Sir, I read with interest Apelian et al.'s recently published article Is the dental profession ready for person-centred care?1 Their qualitative study of 11 dentists practising in Quebec Province, Canada found that most of the sample, regardless of their years in practice (3-21 years' service) expressed difficulty with eliciting patient stories, as well as a lack of interest in or an uncomfortableness with the rich narrative data being shared with them. The 'messy' lives of their patients were framed as an 'inconvenience' for dentists who merely wanted to fix their teeth.

These findings confirm the worst about dental education, the persistence of the biomedical approach and the prioritising of technical proficiencies and clinical competencies at the expense of advocating for a model of oral health that is socially determined and where oral care is interactional, dialogical and holistic. While the authors acknowledge the shortcomings of this model and its negative legacy on patient-dentist relationships and the profession, they throw down the gauntlet to dental education to rectify this predicament.
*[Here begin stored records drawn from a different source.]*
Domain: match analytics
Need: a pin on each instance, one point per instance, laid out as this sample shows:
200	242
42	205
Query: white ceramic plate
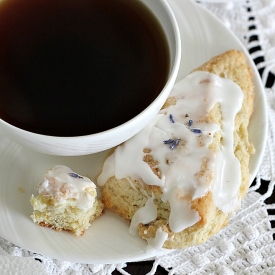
108	240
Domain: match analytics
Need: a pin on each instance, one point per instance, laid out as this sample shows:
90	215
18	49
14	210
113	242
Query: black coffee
77	67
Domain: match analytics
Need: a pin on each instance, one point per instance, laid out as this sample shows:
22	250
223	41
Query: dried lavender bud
175	143
75	175
197	131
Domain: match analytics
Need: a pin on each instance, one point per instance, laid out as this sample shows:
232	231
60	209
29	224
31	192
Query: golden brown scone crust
125	199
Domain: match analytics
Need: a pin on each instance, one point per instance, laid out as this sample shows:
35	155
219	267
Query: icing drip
144	215
189	168
157	242
62	183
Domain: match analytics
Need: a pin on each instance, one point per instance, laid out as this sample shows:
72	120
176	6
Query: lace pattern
246	246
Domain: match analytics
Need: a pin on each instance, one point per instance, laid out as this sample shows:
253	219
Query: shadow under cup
81	78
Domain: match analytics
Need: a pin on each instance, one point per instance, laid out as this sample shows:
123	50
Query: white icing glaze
181	180
62	183
144	215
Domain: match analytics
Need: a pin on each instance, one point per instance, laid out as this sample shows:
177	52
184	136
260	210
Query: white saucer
108	240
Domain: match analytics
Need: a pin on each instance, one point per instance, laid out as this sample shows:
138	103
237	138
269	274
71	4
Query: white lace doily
246	246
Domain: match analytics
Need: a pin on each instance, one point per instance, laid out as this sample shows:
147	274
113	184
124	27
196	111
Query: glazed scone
180	178
66	201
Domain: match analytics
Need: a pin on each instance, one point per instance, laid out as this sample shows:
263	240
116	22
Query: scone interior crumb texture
66	201
205	202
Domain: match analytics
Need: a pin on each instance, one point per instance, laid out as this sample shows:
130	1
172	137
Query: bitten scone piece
66	201
180	178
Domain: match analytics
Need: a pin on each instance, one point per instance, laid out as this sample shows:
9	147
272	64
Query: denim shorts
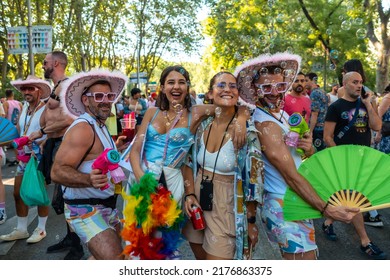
89	220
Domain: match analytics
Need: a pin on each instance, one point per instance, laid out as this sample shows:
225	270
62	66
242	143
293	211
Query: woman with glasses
230	222
33	90
167	134
260	82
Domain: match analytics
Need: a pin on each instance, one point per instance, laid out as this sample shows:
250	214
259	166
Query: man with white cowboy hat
262	82
88	97
33	90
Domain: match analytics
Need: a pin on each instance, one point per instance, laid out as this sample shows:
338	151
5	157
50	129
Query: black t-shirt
341	112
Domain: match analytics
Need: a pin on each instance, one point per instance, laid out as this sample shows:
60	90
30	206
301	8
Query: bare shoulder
79	135
75	144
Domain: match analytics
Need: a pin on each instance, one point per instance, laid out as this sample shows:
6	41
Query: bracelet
190	194
323	209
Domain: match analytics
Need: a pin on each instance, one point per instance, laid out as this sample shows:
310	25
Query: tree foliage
104	33
325	33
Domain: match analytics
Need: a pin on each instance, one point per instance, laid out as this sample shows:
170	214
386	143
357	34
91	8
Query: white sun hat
73	88
32	80
285	63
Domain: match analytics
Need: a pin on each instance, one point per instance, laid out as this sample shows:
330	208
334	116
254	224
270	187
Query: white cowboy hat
31	80
286	63
73	88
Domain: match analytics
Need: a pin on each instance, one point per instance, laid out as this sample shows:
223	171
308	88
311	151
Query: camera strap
220	146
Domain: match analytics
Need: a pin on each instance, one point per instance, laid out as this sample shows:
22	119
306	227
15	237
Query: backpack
15	116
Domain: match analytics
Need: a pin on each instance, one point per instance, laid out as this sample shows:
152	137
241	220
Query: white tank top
273	181
27	127
86	166
226	159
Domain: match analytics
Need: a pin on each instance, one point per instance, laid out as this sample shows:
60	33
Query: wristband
323	209
190	194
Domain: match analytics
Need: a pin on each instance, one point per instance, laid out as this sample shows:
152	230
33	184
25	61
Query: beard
99	114
48	73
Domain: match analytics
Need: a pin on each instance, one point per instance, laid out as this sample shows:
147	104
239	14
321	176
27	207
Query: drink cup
128	128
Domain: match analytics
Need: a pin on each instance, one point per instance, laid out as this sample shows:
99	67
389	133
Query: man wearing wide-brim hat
33	89
263	82
89	97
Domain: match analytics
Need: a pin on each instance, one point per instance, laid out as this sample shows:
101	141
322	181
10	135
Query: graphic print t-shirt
341	112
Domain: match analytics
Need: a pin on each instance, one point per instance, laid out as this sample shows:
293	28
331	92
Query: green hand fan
347	175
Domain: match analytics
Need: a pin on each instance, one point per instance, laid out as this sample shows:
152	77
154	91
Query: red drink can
197	218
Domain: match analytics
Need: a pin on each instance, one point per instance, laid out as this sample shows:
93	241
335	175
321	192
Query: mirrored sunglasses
28	88
222	85
267	88
99	96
Social and behavioural scientists, like myself, working in dental education feel both the responsibility of such a task as well as the impossibility of it. From our interactions with students to timetable schedulers and curriculum designers we encounter individual and institutional resistance in the guise of a 'hidden curriculum' about the behavioural and social sciences as applied to dentistry.2 Here in the UK, the GDC acknowledges the role played by the behavioural and social sciences in the undergraduate curriculum.3 Nevertheless, we are still waiting for the trickle-down effect to take hold and transform dental education at an institutional level.

In answer to both these dilemmas, 'how can dentists be more patient centred?' and 'how can dental education be more holistic?' - I offer the same four words - 'what matters to you?'

When asked of patients, research confirms that this open question facilitates a dialogue between patient and dentist where mutual respect and understanding about the needs, preferences, expectations and values of each party can emerge and grow.4 When asked of dental educators and dental schools, the question 'what matters to you?' forces us to contemplate what is dental education for? Whom does it serve? Where is the patient in all our deliberations? Clarifying our curricular priorities in such a way can help us begin the process of paradigm shift and curricular transformation.